# What's wrong here #3



## Mayhem (Dec 7, 2004)

The post is courtesy of Ship, who has asked that I post the pictures for him.








The relevant information at this stage is:


Ship said:


> Given it was not a overloaded circuit, what's the cause of this? What could have prevented it?


----------



## SuperCow (Dec 7, 2004)

Well, there'a lot of rust on the copper wires. Bearing in mind that the principal cause of rust is long-term exposure to water, then the wires must have been bare somewhere. So, somehow, this piece of equipment must have been exposed to water for a long period of time, or never dried off after it was exposed. 

I suppose that water that deep into the workings of the equipment could have done something like shorted it. This would have been all too easy, given the amount of bare wires visible in the picture.

As for prevention, well, provided my theory is correct, then the obvious measure woudl be to keep the equipment dry and clean.


----------



## avkid (Dec 7, 2004)

i would sya keep water away and run a dehumididfier in the room with it for a while(but not too long or you will get some nasty static electricity buildup, zap!!!


----------



## ccfan213 (Dec 7, 2004)

i would also agree with the other posts, but in regards to the "what could have been done to prevent this?" part of the question, heat shrink to conver the wire and being kept dry, sometimes, sh*t happens, and if your equipment gets wet, it should be dried thorughly and quickly and if it is not should be replaced before it gets this bad


----------



## Peter (Dec 7, 2004)

Wow, that's quite bad!!

[Edited to fix my complete ignorance  ]

Ya, this looks like it was quite wet!! I would suggest that electronics not be used in the rain or in the ocean! lol! The dehumidifier idea sounds like it could be alot of good! Or maybe find a friend who can get a TON of those little packets you find in your new shoes that are made to abosorb the moisture in the shoe!


----------



## wolf825 (Dec 7, 2004)

Mayhem said:


> The post is courtesy of Ship, who has asked that I post the pictures for him.
> 
> The relevant information at this stage is:
> 
> ...



ewwwww........ 

off the top of my head...excessive heat...exposure to moisture (salt water too it looks like)..over stripped wires...unshielded or insulated with no heat shrink (plus could have used a better means of connecting other then a barrier strip)...plus its stranded and doesn't look like its proper wire for a high heat/mositure area. No silicon over the connection to protect it from exposure to salt or humidity..although thats a bit extreme. Also, and maybe its just me, but usually for barrier strips/buss bar of this style that are meant for use in a power panel (on a ground or neutral buss), you want to use solid core wire, not stranded wire. Better to have used an insulated strip with each wire individually wire-nut together or the use of spade lugs.... 

JMO.... 
-w


----------



## ship (Dec 8, 2004)

This was not a case of water, and the case of two seperate instances amongst about six before we started sending the 400 amp three phase AC distros back for total re-wiring because of this and other problems at a cost in shipping along of about $400.00 per pack for about 20 packs amongst many packs with similar needs for my attention for other reasons.

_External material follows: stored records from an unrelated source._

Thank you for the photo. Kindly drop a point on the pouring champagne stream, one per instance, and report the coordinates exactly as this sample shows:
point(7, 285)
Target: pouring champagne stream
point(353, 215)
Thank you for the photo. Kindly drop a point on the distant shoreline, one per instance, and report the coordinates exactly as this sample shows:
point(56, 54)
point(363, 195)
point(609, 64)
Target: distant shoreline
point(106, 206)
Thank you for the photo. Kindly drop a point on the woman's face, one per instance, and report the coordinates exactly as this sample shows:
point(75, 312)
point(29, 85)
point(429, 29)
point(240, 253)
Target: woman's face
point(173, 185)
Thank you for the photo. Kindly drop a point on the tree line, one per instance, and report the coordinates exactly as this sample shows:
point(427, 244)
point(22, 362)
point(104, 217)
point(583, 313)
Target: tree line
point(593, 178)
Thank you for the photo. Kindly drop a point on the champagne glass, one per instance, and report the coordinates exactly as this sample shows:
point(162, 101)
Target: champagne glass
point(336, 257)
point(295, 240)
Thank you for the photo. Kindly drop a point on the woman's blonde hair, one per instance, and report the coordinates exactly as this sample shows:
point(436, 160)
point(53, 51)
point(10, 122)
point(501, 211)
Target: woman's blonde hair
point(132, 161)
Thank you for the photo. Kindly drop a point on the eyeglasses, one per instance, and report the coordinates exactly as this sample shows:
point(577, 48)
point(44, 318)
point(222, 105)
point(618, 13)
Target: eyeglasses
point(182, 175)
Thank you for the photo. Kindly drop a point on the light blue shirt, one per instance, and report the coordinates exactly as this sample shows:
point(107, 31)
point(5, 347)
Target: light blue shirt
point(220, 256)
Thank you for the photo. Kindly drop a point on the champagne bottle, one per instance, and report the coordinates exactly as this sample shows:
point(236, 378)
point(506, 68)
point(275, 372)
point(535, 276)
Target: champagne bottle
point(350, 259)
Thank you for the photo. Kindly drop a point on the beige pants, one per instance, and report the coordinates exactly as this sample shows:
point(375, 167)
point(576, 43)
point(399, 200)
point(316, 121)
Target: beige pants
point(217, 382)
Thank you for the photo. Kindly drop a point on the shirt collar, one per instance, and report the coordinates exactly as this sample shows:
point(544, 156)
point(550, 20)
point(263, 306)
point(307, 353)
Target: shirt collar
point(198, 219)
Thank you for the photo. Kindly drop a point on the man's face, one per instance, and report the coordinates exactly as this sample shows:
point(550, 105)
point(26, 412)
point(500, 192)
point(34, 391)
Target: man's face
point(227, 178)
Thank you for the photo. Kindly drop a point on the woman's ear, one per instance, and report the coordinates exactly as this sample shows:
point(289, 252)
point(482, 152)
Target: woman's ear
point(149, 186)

The first instance resulted in an improvement of mine due to the wire of one conductor rubbing against the sharp edge of another buss bar on a opposing phase as it were while as part of a large assembly of 100 amp buss bars distributed amongst the 400a, three phase panel. Worked well until a second problem showed up as per the second left hand photo.

First more field fix was to ensure no more rubbing of even insulated conductors could happen, then the second and third and fourth examples in opposing locations started to happen with loose screws not water. Just settling of conductors once clamped to the proper torque setting the manufacturer states they did. Granted such conductors both heated in expanding and cooled, much less bounced around in the back of a semi, between shows, I have no doubts that the clamping pressure on wire was proper - get over this torque already, now lets lood at the subsiquent settling of the wire due to lack of ferrules in keeping them one piece as opposed to settling. - oops!

Final picture shows the end results of a wire I think that did not have a ferrule and was later confirmed not to have one in just plain re-settling after heated. It in carrying 100 amps of load was simply installed into a non-UL listed distro buss bar using grounding/neutral lug assemblies to distribute the load from the 100a breaker by way of #6 wire to various - often seven #12 conductors forced into their own various holes without also a ferrule.

In other words, some electrical engineer used some 1/4" hole lugs in attaching to some #8 hole grounding bars, than hoped beyond the lack of specifing the use of ferrules, hoped the isolation bar attaching it to the rack was sufficient for the consiquences. In the end, these racks blew up during some very high profile shows once the wires either rubbed thru an opposing phase they were right next to or the wires settled them selves down into a high resistance contact of loose wires all over the place. Want to imagine my frustration, one of these racks alone in ensuring the nuts on breakers and buss bars alone takes about three hours and we own at least 16 of them of this specific brand.

In any case, the manufacturer after shipping costs is now complelely re-wring the equipment at their own cost in adding things like lock washers to the circuit breakers and changing out these 100a distro areas from stuff that's not designed to do this, to what's called a Mariton block that does this safely as required. Ferrules, lock washers and insulation in various places as pointed out will also be used all around.

End result, a year of blowing up racks for reasons that just expanded in cause as the year went on and I or my assistant did quick fixes at from two to eight hours per rack yet they found a new way of blowing up. After that, what is it , $6.4K alone in just shipping costs not re-imbesed but factory re-wired racks. Six months from now they will all have new gizzards. Until each gets it's chance to go back, I bite my nails as to what length of time the next rack has until it blows up.

Ea, nice stuff especially centered around the photos.

Rack seriously blows up during a show and afterwards comes back to you with a note saying it's bad. It's both your job to repair and fix all other equipment with similar problems, much less not only figure out the case but advise the vendor on where they screwed up even if they have 20 more years in the industry than you have. Thus my own job often at work in being some form of crime scene detective and solution person where lives are involved. What you see here needs no cause effect further, just a note that beyond me, you very likely in some time in your career will see similar things go wrong. You than will need a process of elimination of a base of kowledge to find the cause and solve the problem even if not eventually in doing what I do. Rack has to run, how do you make it do so.


This was all heat damage, no water involved. Perhaps at some point I will take a photo of the Sting - Central Park show of a few years ago where a Socapex type plug did get under water action - at least after I extacted the two apart after wards a photo of the inside of one.


----------